Temperature loggers have obvious uses in shipping, restaurants, and the medical and healthcare industry. However, their usefulness extends quite a bit farther than just that. Most industries have a sector of their business that requires some temperature monitoring to a certain extent.
Even IT industries need to control temperatures around sensitive equipment. Likewise, bakers, cosmetic companies, and even compounding pharmacies need to keep ingredients within a certain temperature range.
Where else can you use temperature loggers? Read on to find out!
The IT Industry
Computers, electronics, servers, and most types of technology produce some amount of heat. When they get into the same room together, even a little heat adds up. If say, one server can raise the room a single degree, that’s not a big problem. Of course, that’s also assuming you have proper ventilation. However, a lot of servers stay in a backroom that doesn’t get as much airflow as it should. Not only that, there’s rarely a whole room devoted to a single server.
In most cases, the IT equipment room is filled with as much tech as it can hold. That means several servers, back up gear, and much more. If one server raises the room temperature by a single degree, with good ventilation, then several makes the room much warmer. Say there are five to ten servers. That’s easily a ten degree difference, without considering any other equipment.
Unfortunately, this rise in temperature can cause equipment to overheat, and ultimately crash. Not only that, but there’s a threshold where that equipment (and data it holds) can’t be recovered.
A temperature sensor can alert you to a potential problem before you lose valuable equipment and data.
Alcohol and Beverage Industry
Everyone likes a refreshing cold one, right? That’s one reason the alcohol and beverage industry is one of the biggest examples of temperature controlled business. This industry has a lot of influence on overall lifestyle habits, and our social activities. Of course, there’s a big difference between a cool, refreshing beer, and an unpalatable (to put it kindly) bottle of brew.
For these companies to maintain the integrity of their products, and well as the taste, they need strict temperature control. This temperature control doesn’t just start at the brewing and manufacturing stage. It extends into distribution, and continues all the way to the end consumer. Without proper temperature control throughout the entire process, the manufacturer can’t ensure the same quality, flavor, or standard.

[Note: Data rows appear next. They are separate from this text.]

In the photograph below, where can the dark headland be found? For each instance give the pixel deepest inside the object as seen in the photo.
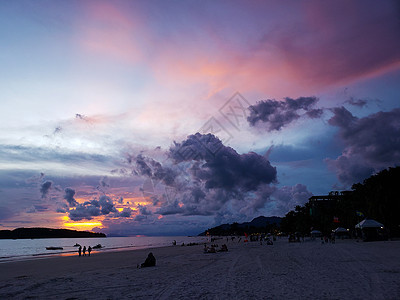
(46, 233)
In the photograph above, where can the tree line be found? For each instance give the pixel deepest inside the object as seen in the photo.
(377, 197)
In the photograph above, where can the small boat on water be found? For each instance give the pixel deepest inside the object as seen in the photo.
(54, 248)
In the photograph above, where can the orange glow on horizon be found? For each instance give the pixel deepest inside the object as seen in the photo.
(83, 224)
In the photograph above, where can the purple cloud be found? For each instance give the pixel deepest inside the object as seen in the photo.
(371, 144)
(45, 187)
(274, 115)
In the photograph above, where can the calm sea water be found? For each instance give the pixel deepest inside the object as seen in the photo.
(36, 248)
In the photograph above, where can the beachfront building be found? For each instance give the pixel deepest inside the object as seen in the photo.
(326, 211)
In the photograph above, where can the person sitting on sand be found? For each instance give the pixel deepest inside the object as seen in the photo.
(224, 248)
(149, 262)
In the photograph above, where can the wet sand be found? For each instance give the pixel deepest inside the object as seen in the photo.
(309, 270)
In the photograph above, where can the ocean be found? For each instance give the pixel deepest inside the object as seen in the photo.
(25, 249)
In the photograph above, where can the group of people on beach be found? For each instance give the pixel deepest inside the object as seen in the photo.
(82, 252)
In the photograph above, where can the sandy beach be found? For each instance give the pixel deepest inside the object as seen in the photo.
(309, 270)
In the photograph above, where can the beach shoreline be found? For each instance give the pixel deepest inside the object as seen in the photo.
(344, 270)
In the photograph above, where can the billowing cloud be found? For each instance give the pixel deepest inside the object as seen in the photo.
(69, 196)
(273, 114)
(219, 166)
(84, 211)
(287, 197)
(203, 177)
(371, 144)
(45, 187)
(94, 208)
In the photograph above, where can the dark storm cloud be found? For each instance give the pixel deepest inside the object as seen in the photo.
(45, 187)
(69, 196)
(151, 168)
(274, 115)
(203, 177)
(6, 213)
(225, 169)
(107, 205)
(371, 144)
(143, 210)
(125, 213)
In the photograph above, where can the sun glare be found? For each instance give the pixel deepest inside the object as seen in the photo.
(84, 224)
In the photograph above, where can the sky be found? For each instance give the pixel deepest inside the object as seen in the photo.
(171, 117)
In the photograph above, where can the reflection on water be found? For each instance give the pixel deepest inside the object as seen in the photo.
(36, 248)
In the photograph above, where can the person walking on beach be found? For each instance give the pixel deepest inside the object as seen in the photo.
(149, 262)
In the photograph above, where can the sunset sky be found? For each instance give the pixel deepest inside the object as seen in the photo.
(170, 117)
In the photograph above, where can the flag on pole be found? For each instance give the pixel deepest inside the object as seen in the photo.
(359, 213)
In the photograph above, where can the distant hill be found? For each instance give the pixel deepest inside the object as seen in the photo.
(46, 233)
(257, 225)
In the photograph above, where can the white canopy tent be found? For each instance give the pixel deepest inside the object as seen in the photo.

A lack of temperature control can do more than hurt a single case of brew. It can also ultimately damage a brewery’s reputation for quality.
The Cosmetic Industry
A lot of cosmetics come with instructions to store them within a certain temperature range. However, these are meant for the consumer, and they’re typically within a pretty broad range. The real importance of monitoring temperatures comes in at the actual manufacturing, and shipping stages.
In extreme cases, the temperature can affect the color or finish of a cosmetic product. However, the bigger issue is often with consistency and integrity. It’s no mystery that makeup can melt when it gets too hot. That’s one issue, but another is with ingredients that aren’t stored properly can create an off putting texture in the end product.
Another important segment of the cosmetic industry that relies on temperature control is one you won’t think of right away. What is it? Wax strips. When it comes to these, and especially those made for professionals, the right temperature is key for a quality product. If the strips reach temperatures that are too high, or even too low, the consistency of the coating on the strips won’t stay. That means the consumer is left with an expensive, and often unusable product.
How Can You Use Temperature Loggers?
The best way to use temperature loggers is by placing them in any area where you need a strict temperature range in place. Think about where you keep your most valuable (and temperature sensitive) stock. That’s where you need a temperature logger.
It does more than just read out ambient conditions. You can use a thermometer for that. However, if you want to use a thermometer, you’ll need someone to check it at regular intervals. Then, you’ll need to hope there’s no human error, and that everything gets logged properly.
Simply place your temperature monitor in a central location in your climate controlled room. Then, connect it to the gateway, install your application, and let it get to work. You’ll have access to records of the temperature readings at any time of day. Not only that, you can also look at a log of the monitor’s reading history. Many temperature loggers also give you the option to receive an alert. These alerts basically tell you whenever the logger reads temperatures outside of the optimal range you set.